Пара полупрозрачных людей, скользят неподалеку, держатся за руки. Разговора их не слышно. Они приближаются к черному бриллианту. Ева не понимает, но ее охватывает дежавю. Когда сущности приблизились к Еве, девочка непроизвольно отвернулась и закрыла глаза. Как будто она боялась, что ее заметят. Глаза открылись, но это были уже глаза 12 летней девочки, которая стоит посреди большой мрачной комнаты, шевелит губами, рассказывая о белом городе, жестикулирует руками, пытаясь передать грандиозность сказанному.

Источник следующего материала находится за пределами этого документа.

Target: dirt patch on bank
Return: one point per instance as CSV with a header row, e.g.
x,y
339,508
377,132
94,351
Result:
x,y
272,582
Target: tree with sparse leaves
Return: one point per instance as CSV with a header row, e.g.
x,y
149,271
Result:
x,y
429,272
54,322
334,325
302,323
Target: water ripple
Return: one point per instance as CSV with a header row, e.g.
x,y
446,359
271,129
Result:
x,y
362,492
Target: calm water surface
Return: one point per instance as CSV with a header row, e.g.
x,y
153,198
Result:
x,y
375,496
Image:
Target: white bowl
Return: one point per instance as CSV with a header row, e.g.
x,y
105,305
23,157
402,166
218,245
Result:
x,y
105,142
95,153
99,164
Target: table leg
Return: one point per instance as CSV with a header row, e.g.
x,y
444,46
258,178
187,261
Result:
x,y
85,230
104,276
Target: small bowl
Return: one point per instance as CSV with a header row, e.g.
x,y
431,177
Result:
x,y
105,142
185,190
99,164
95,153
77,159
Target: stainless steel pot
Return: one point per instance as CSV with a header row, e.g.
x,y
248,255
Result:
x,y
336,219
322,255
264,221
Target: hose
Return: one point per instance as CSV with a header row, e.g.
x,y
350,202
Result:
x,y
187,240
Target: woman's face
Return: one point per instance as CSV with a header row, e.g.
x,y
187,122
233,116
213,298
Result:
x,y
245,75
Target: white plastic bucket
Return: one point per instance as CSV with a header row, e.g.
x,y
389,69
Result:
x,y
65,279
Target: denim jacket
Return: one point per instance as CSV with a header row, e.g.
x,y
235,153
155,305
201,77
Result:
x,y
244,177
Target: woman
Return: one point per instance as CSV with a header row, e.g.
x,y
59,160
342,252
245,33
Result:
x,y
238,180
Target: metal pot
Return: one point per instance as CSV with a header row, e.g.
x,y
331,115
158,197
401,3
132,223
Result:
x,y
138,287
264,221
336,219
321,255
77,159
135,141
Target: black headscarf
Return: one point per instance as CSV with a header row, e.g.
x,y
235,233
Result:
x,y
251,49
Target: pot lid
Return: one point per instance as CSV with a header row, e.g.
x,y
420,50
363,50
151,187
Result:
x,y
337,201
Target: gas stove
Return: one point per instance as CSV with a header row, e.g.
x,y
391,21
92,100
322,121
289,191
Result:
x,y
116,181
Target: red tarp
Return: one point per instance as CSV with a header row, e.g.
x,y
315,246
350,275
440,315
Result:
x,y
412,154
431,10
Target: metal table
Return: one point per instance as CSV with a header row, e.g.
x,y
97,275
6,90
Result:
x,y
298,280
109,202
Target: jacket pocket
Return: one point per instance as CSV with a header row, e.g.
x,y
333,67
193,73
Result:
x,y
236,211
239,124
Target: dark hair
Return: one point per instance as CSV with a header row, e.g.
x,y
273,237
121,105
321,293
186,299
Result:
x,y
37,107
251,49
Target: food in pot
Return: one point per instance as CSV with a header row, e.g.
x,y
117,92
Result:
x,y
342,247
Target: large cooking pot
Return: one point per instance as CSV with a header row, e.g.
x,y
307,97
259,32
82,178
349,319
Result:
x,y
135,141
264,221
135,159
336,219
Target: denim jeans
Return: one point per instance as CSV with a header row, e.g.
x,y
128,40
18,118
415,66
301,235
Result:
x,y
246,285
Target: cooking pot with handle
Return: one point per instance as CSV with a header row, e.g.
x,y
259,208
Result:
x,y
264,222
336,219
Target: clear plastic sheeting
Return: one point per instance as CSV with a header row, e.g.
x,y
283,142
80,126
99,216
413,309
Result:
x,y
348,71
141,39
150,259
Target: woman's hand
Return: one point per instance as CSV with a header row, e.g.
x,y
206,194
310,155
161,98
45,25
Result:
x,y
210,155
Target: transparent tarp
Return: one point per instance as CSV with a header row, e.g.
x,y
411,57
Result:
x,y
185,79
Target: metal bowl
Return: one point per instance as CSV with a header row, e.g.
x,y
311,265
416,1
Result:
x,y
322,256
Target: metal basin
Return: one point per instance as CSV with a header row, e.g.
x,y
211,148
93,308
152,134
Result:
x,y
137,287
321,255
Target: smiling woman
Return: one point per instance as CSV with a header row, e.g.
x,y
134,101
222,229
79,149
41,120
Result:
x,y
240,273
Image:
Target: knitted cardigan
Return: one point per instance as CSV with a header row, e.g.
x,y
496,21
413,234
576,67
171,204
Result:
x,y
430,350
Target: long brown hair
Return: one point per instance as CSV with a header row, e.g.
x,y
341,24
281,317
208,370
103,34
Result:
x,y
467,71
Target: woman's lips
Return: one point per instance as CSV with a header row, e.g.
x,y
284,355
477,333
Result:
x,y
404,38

– Это чудесный мир. Это обитель наших душ. Они вечны, а наши тела временны. Они живут в нас. Но как только мы умираем, наша душа перерождается в другом теле или остается на земле, помогая близким, или, мстя врагам. Большинство душ улетает домой, в белый город, но затем они снова перерождаются в наших телах. Они живут там, за пределами Вселенной. Там не нужна еда. Они питаются энергией света. Свет во всем. На земле души маются, если человек живет жестоко по отношению к другим людям, и радуются, если человек совершает хорошие поступки и живет в гармонии с собой. Энергия во всем: в камнях, в воде, металле. Я чувствую эту энергию, стоит мне только прикоснуться ладонью к ним. По ночам меня забирают в этот белый город для пополнения моей энергии, – говорила маленькая девочка взахлеб, активно жестикулируя.

Двенадцатилетняя девочка невысокого роста, с короткой стрижкой, глазами, синими как небо, и большими, как два лесных озера, соединив руки в замок, перебрала пальчиками невидимые четки. Она была худенькая в длинном платье, поверх одета вязаная жилетка бежевого цвета. Хоть одежда была старой, но выглядела она очень опрятно. Тонкие губы ее сжимались от недовольства и насмешек. Перед ней за столом сидел директор клиники. За спиной девочки стояли две медсестры и два огромных санитара. В воздухе раскатывался смех, как раскаты грома. Санитары были ростом под два метра, в испачканных халатах, с короткими стрижками. Ногти на пальцах их рук были обкусаны, или подстрижены тупыми ножницами, ботинки были стоптаны, носки разного цвета с растянутыми голенищами. На предплечье одного была непонятная таттоо, больше напоминающая партак. Небритые рожи, черные зубы. Выражения их лиц напоминали морды ротвейлеров, которые только и могут выполнять команды хозяина. Медсестры больше походили на проституток: с ярко накрашенными губами, беспорядочно убранными волосами в дулю. Одна тонкая как осинка, без явно выраженных вторичных половых признаков, да что осинка – ДОСКА. Вторая наоборот: образ буфетчицы с толстой жопой и выкаченными сиськами наружу. Вторую плотно обтягивал халат, и так она еще больше походила на гусеницу. Директор – коренастый, низенького роста прощелыга, с кучей комплексов, ненавидящий весь мир за то, что он такой родился. Заношенный пиджачишка, брючки со стрелочками и лакированные туфли с острым носом на высоком каблуке завершали его образ, образ конферансье в цирке. Кабинет директора был выкрашен в тяжелый зеленый цвет. На стенах висели старые несуразные картины, а недалеко от окна стоял массивный стол с кожаным потертым креслом. За креслом на стене висит ружье. В углу комнаты стоит сейф, на котором расположились бутылки с коньяком. Коньяк часто дарили родственники больных, чтобы подмаслить руководство для более внимательной опеки родных. Вдоль стенки у входной двери стоит стеллаж с книгами, но по слою пыли на них можно было понять, что их уже давно никто не доставал. На столе стоял стакан с ручками, лежали исписанные бумаги, какие-то журналы и пепельница с дотлевающей сигарой.